Check Out the 'Utilitarian Simplicity' of Joe Boston's Italian Beef


[Photographs: Mike Gebert]

If someone asked you to decorate an Italian beef stand in the classic manner, how would you do it? You'd lay in a bunch of framed Bulls and Sox posters and memorabilia, and consider the job pretty much done. I mean, Chicago Macho is pretty much the only choice, and probably always has been for that kind of place. Right?


Sorry, you failed the test as soon as you agreed that an Italian beef stand needed to be decorated. The most proletarian of old school Chicago foods, Italian beef wasn't born and raised amid sports bar swagger, but in cheap luncheonettes where factory workers—you know, guys who actually do work work—had 20 minutes to grab a quick cheap lunch high in protein and grease before getting back to the kind of work that would kick your and my butts.

And by definition, places like that got a fresh coat of paint every ten years and that was it. At best, someone made an aesthetic choice of either sanitary white or antiseptic green, the official colors of cleanliness in the 30s and 40s.


Not many Italian beef places still have that look, all the more reason to treasure Joe Boston's Italian Beef, which dates back to 1949, as a living museum of long-ago lunch. Located in a minty-green triangle building at Grand and Chicago, the inside is a study in utilitarian simplicity. You order, they give it to you on a square of white paper, you carry the paper without spilling your fries to a table, because if you can't do that without screwing it up, nobody wants to work next to you smelting iron.

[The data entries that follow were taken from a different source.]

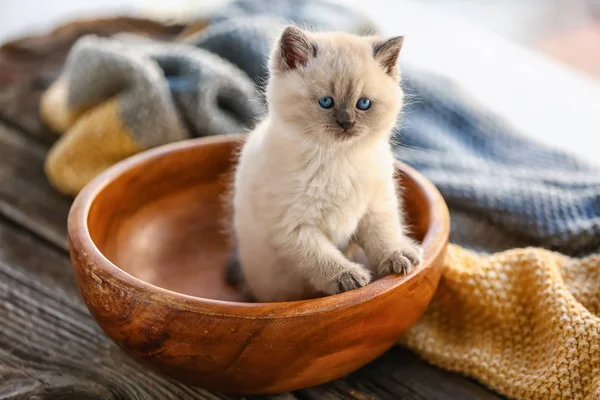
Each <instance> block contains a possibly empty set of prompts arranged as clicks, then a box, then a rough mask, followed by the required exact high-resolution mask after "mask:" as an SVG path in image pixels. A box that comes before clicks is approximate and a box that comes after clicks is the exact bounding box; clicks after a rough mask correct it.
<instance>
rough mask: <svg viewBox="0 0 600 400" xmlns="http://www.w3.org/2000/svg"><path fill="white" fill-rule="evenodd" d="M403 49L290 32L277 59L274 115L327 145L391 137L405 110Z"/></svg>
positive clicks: (290, 29)
mask: <svg viewBox="0 0 600 400" xmlns="http://www.w3.org/2000/svg"><path fill="white" fill-rule="evenodd" d="M401 43H402V39H401V38H393V39H390V40H388V41H382V40H378V39H376V38H371V37H369V38H366V37H358V36H352V35H346V34H324V33H320V34H309V33H306V32H304V31H301V30H299V29H298V28H293V27H292V28H286V30H285V31H284V33H283V35H282V37H281V39H280V40H279V42H278V43H277V45H276V48H275V50H274V54H273V56H272V58H271V79H270V81H269V86H268V89H267V99H268V102H269V110H270V112H271V114H272V115H274V117H275V118H280V119H283V120H285V122H286V123H292V124H294V125H295V127H296V130H300V131H301V132H303V134H304V135H306V137H307V139H314V140H318V141H319V142H325V143H327V144H333V145H335V144H343V145H346V144H349V143H353V142H356V141H357V140H364V139H368V138H375V139H377V138H381V137H382V136H385V135H389V133H390V131H391V129H392V127H393V126H394V124H395V122H396V116H397V114H398V112H399V111H400V109H401V107H402V91H401V89H400V87H399V85H398V70H397V65H396V63H397V58H398V53H399V51H400V46H401Z"/></svg>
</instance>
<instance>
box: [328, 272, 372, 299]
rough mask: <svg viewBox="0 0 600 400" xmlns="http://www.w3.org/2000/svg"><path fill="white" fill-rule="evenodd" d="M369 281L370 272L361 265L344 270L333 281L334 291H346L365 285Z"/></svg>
mask: <svg viewBox="0 0 600 400" xmlns="http://www.w3.org/2000/svg"><path fill="white" fill-rule="evenodd" d="M369 282H371V274H370V273H369V271H368V270H367V269H365V268H363V267H362V266H357V267H356V268H352V269H349V270H347V271H344V272H343V273H342V274H341V275H340V276H339V277H338V278H337V279H336V281H335V285H334V286H335V293H342V292H347V291H349V290H354V289H358V288H360V287H363V286H366V285H367V284H368V283H369Z"/></svg>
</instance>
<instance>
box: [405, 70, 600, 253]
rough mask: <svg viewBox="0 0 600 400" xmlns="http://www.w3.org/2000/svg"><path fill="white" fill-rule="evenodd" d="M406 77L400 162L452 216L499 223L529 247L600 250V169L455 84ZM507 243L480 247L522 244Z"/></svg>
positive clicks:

So how is it? Well, I learned one thing—don't order the combo at 2:30 in the afternoon; the sausage was a hard, shriveled mockery. The frozen fries were nothing to get jazzed about, either. But the beef, on the other hand, was first-rate, so tender it almost melted into the dipped bread with rich, oregano-heavy Italian-spice flavor. Sweet peppers and housemade giardiniera were both classically well-made as well. In all, I'd put it in the top 2 or 3 beefs in town (as Michael Nagrant did recently).

The factories that once would have packed a place like this in shifts seem mostly gone; like Johnny O's on the South Side, it's one of those places that's outlasted the businesses that it was started to serve, and waits for a new crowd to find it in its lonely little plot in the American industrial desert. Check it out before it gets decorated and the prices go up.